Diese Entscheidung fiel am vergangenen Mittwoch auf einer Sitzung der Verkehrskommission in der Regionalniederlassung Südwestfalen des Landesbetriebes Straßenbau in Hagen. Beteiligt waren Vertreter der betroffenen Städte Hagen, Schwerte und Iserlohn, des Kreises Unna, der zuständigen Polizeibehörden sowie der Interessenvertretung der Motorradfahrer, der Biker Union e.V.
Zwar liegt nach einer Analyse der Unfallsituation und des Verkehrsgeschehens in diesem Bereich zurzeit keine Unfallhäufungsstelle vor. Als einvernehmliches Ergebnis wurde dennoch festgehalten, dass sich eine Vielzahl von Motorradfahrern nach wie vor verkehrswidrig verhält, teilweise Renncharakter an den Tag legt und somit Handlungsbedarf besteht. Da die verkehrsrechtliche Maßnahmen wie Beschilderungen und auch Überwachungsmaßnahmen mittlerweile ausgereizt seien, wurde von allen Beteiligten beschlossen, das Fahrverhalten mit baulichen Maßnahmen zu kanalisieren.

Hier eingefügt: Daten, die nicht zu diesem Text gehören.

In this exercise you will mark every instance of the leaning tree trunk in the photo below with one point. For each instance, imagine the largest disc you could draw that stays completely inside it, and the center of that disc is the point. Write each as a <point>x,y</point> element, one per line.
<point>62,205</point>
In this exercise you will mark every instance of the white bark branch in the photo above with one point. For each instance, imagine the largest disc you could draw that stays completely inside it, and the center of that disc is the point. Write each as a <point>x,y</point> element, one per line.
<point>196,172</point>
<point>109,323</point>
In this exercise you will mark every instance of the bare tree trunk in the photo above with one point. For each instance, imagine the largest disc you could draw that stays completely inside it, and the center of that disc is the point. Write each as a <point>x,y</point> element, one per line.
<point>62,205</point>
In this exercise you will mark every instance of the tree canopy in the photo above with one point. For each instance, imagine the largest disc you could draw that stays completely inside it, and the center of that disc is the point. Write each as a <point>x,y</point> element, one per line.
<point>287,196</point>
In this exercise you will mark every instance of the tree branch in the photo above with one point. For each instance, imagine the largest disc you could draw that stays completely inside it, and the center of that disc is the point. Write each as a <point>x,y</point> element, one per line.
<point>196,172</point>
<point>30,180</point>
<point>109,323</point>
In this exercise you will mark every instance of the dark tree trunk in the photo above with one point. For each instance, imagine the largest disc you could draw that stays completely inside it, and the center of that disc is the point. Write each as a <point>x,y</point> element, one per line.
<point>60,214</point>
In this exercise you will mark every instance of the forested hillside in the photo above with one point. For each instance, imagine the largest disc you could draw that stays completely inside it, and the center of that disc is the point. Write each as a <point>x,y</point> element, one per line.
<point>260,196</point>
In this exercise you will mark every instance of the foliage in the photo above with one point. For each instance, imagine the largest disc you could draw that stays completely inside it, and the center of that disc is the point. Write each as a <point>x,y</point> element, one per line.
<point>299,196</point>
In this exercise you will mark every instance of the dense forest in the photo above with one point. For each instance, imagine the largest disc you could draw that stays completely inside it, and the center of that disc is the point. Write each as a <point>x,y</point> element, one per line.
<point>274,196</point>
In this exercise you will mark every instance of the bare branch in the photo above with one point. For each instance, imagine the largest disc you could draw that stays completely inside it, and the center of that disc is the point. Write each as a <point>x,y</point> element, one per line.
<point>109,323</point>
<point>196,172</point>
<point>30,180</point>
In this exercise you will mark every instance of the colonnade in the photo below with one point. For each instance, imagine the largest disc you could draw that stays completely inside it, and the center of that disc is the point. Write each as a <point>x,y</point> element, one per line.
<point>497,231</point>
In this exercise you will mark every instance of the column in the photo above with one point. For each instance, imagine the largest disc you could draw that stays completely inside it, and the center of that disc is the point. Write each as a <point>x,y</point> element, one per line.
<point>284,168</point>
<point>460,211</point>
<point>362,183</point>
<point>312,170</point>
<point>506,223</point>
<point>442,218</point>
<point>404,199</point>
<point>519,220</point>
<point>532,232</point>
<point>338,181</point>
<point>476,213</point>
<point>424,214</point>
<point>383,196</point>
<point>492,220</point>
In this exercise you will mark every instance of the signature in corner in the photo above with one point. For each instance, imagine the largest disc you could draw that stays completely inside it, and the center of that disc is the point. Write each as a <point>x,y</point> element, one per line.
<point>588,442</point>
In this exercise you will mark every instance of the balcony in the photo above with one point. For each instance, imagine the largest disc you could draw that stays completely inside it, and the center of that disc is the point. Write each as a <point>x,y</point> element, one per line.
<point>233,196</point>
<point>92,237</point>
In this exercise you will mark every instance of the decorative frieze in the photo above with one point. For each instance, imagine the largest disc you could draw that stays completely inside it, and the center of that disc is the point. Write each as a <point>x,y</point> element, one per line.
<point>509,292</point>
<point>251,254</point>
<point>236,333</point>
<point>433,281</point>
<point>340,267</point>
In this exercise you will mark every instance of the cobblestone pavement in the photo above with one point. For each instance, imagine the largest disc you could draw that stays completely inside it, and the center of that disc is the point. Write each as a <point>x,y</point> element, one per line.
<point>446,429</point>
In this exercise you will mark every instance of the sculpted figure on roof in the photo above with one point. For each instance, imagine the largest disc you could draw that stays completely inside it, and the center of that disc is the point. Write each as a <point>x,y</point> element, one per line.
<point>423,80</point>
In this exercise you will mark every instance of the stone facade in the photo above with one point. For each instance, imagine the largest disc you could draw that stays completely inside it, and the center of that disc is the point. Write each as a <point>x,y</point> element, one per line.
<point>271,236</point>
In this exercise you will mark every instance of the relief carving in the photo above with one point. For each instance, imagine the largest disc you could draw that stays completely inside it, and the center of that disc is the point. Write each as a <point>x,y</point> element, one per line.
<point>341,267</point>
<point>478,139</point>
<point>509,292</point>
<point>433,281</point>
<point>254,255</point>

Dies soll durch sogenannte "Rüttelstrecken" - 1,5 bis 2 Zentimeter hohe, nachträglich auf der Fahrbahn aufgebrachte Bodenwellen - erfolgen. Deren genaue Lage wird jetzt unter Beteiligung der Anlieger und auch der Biker Union e.V. in der Örtlichkeit bestimmt.
Rüttelstrecken wurden bereits an zwei anderen Stellen des Straßennetzes in Nordrhein-Westfalen, die ebenfalls als "Rennstrecken" bekannt waren, eingesetzt. Hier haben sich die Maßnahmen positiv auf das Fahrverhalten und das Unfallgeschehen ausgewirkt. Eine Umsetzung der beschlossenen Maßnahmen soll nach Möglichkeit noch in diesem Jahr erfolgen.
Da somit eine Sperrung der B 236 im angesprochenen Bereich für motorisierte Zweiradfahrer nicht erforderlich ist, wird die Strecke auch weiterhin allen Verkehrsteilnehmern zur Verfügung stehen. Nichtsdestotrotz soll das Verkehrsgeschehen nach Anbringung der Bodenwellen auf diesem Streckenabschnitt auch weiterhin kritisch beobachtet und analysiert werden.